Oczy nieznajomego zwęziły się, przybierając wyraz gniewu.
— Czego ode mnie chcecie? — No, żeby pan podpisał…
Twarz nieznajomego poczerwieniała.
— Ach tak! Więc o to chodzi!!! — zaperzył się niespodziewanie. — Po toście tu przyszli!
Wiem, kto was tu przysłał!…
— Myśmy nie chcieli nic złego… — wyjąkała Baśka.

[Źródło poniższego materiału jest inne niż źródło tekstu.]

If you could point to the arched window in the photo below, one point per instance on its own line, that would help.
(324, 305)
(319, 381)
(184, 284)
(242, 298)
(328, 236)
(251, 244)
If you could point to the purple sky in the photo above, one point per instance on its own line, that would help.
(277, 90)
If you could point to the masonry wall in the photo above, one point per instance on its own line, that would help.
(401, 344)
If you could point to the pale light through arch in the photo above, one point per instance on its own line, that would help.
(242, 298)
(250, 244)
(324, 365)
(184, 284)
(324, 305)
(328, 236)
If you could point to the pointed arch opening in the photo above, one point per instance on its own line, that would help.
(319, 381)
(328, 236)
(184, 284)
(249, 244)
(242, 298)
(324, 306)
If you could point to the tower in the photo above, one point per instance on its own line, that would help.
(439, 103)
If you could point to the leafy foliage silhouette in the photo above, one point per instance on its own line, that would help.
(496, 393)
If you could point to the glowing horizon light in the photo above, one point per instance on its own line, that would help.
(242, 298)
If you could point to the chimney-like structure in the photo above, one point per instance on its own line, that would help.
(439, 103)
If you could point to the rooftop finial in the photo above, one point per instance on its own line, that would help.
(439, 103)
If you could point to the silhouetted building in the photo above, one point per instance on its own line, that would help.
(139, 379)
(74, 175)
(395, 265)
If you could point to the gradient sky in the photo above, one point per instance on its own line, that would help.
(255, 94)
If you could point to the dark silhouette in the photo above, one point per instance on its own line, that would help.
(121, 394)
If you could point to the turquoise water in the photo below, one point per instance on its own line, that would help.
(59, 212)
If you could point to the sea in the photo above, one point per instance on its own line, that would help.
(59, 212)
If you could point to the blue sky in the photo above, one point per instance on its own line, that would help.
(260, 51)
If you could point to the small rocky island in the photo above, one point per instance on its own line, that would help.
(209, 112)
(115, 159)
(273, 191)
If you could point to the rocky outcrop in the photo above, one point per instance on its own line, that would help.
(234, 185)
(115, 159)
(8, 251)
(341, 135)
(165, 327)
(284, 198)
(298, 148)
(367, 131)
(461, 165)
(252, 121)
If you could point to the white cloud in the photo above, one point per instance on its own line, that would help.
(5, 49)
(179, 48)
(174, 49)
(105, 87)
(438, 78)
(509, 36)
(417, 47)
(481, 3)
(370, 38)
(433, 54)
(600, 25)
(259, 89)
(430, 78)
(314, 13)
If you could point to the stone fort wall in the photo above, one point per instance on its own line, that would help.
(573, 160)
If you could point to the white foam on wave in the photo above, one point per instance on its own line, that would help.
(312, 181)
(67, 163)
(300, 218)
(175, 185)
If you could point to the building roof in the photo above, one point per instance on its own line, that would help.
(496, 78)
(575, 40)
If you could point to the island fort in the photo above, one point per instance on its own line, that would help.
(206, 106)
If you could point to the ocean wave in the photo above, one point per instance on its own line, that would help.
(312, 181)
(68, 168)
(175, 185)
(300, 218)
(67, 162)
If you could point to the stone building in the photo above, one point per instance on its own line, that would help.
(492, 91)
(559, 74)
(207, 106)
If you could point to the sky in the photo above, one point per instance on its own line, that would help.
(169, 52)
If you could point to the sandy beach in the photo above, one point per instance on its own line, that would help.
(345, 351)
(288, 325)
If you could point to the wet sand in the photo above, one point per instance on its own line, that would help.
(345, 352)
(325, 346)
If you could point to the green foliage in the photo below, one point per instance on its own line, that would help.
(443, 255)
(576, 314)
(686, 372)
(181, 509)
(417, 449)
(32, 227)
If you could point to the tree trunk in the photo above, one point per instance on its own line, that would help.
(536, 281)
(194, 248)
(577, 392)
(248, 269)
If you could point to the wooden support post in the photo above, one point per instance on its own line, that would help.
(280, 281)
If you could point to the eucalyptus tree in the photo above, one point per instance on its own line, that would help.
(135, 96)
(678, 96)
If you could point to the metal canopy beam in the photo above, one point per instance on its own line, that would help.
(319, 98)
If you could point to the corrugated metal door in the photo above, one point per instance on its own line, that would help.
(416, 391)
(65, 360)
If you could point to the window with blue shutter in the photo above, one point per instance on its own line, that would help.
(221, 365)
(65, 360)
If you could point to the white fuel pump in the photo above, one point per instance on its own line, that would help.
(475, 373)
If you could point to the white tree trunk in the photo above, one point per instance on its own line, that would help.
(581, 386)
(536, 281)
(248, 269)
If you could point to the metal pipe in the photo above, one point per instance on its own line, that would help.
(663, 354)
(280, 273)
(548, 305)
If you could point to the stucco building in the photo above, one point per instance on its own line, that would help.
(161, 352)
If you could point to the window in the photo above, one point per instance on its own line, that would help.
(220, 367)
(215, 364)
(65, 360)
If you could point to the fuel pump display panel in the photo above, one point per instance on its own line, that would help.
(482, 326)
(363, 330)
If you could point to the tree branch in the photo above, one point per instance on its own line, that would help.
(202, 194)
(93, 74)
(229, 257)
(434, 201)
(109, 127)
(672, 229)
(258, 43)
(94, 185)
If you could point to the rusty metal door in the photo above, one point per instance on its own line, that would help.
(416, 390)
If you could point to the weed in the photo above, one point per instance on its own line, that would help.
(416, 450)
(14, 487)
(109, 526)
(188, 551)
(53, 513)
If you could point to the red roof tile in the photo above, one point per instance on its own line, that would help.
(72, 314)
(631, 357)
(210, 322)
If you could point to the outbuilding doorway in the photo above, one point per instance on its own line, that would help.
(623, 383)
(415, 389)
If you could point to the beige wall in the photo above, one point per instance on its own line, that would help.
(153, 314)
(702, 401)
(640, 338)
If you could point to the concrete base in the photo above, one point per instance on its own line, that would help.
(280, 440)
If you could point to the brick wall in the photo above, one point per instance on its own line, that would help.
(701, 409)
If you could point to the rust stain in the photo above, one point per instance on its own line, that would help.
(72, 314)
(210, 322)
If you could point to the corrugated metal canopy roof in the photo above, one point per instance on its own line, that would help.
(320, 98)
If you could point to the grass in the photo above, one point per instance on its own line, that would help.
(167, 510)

— Precz stąd! — uniósł głos nieznajomy. — Odejdźcie natychmiast!
— A mówiłem wam, że to nie Münch! — zaśmiał się sztucznie Mik. — Podpisać się boi, pekodera nie pokazał, bo zaraz byłoby jasne, kto to!
— Ale dlaczego pan się gniewa? — próbowała łagodzić sytuację Baśka.
— Może go jeszcze będziesz przepraszać — oburzyła się Ewa.